There
are three questions Britain must consider concerning international institutions
given their centrality to British strategy. What does Britain want institutions
to do? What will be the future strategic
and future operating environment (FOE) in which institutions will
function? What must Britain bring to the
institutions to ensure their effectiveness and London’s influence over
them? The three questions underpin two
strategic truisms; Britain’s influence over international institutions will be
directly proportionate to the political and intellectual capital Britain
invests in them, and Britain’s political capital will only be realised if
supported by hard power.
If
Britain stays in the EU, its first aim must be to keep security and defence
firmly under national control, even if limited defence integration takes place
between smaller EU member-states.
However, to achieve such a goal when non-Eurozone Britain is so marginal
to EU politics will demand of the British a military force that is
unequivocally Europe’s leader and thus most powerful. Moreover, only by confirming Britain’s
position as Europe’s strongest military power will London confirm NATO as the
central institution for the security and defence of Europe, preserve American
commitment to Europe and ensure British influence in and over Europe is
commensurate with the national interest.
It
is hard to over-state the damage Britain’s 2010 defence cuts did to the
international institutions Britain holds dear.
Indeed, British strategy will only leverage influence through
international institutions if institutions are not seen as mechanisms to
compensate for cuts, particularly defence cuts.

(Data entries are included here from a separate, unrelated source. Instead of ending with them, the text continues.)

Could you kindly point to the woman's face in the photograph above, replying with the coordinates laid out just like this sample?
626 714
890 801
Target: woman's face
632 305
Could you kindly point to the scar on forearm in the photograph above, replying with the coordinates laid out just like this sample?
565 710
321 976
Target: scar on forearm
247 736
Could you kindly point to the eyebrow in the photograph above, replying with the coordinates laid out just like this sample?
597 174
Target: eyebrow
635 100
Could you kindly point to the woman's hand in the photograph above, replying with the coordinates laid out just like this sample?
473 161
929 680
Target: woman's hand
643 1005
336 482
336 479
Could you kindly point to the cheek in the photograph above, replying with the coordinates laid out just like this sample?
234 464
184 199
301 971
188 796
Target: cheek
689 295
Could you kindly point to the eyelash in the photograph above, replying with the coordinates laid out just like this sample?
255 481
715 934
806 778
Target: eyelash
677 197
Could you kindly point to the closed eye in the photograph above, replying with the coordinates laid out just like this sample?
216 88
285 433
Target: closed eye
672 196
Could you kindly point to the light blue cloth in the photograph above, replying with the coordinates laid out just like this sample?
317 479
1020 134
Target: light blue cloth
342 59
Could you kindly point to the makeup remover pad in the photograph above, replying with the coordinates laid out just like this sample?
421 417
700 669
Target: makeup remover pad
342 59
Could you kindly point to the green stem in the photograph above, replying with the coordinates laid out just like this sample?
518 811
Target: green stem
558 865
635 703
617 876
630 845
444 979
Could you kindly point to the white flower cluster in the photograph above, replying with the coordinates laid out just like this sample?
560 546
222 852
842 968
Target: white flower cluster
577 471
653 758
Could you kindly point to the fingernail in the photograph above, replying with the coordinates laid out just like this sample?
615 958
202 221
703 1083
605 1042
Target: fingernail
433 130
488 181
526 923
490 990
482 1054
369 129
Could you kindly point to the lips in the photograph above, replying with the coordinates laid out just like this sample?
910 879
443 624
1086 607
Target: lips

Indeed, to generate such influence at this critical juncture, London
must invest institutions with real power.
The need is pressing, as the three most important institutions for
Britain – EU, NATO and the UN are all in deep trouble in one way or
another.
There
are three axes of influence that British strategy must pursue. First, Britain must remind European partners
that there are others with whom Britain can act. Second, the British must remind allies and
partners that membership of either the EU or NATO is a contract in which
British support for the security of allies and partners must be matched in
return by the real support of allies and partners for Britain’s security needs
and responsibilities. Third, Britain
must actively seek to influence new partners by using its institutions as
frameworks for strategic relationships that possess a clear commitment to the
just and effective application of both coercive and non-coercive security
policy when needs be.
Central
to British strategy must be the maintenance of Britain’s status as a Permanent
Member of the United Nations Security Council (UNSC). Indeed, even though the UN itself is
dysfunctional, it remains the world’s supreme international political
authority. The UNSC is not an executive
committee but rather a security council upon which only the world’s most
capable military powers hold permanent seats.
For the foreseeable future Britain will remain one of the world’s top
five military powers and Britain’s armed forces must be consciously and purposively
maintained as such. Permanent membership
of the UNSC also places Britain at the heart of influence networks such as the
G8, G20 and G all-the-rest and is thus critical to British influence.
NATO
is in deep crisis and in need of radical overhaul. The Alliance is still configured for a past
world which has been masked by over a decade of operations in Afghanistan that
will soon come to an end. The agenda of
the September 2014 NATO Summit, due to take place in Britain, will consider the
Alliance beyond Afghanistan and little less than a NATO 3.0 will suffice to
re-establish a link between the strategic political and military mechanism that
is the purpose of the Alliance and the future operating environment. However, before any such radical overhaul of
the Alliance can take place, Britain must finally abandon the idea that NATO
means one for all and all for one.
Different member nations need different things from NATO and in future will
offer different things.
Three
topics will dominate the summit – the need for military capabilities, the need
for connected forces that can think, talk and act together and co-operative
security with partners, most notably the EU, but also with partners the world
over. The one thing that will not be
discussed at the summit will be the radical re-structuring of the European
military effort to provide credible hard power influence at affordable cost,
towards which Britain should be leading Europeans. For Britain this is critical as NATO provides
invaluable structures and military standards and will remain the most likely
enabler and force generator of credible military coalitions.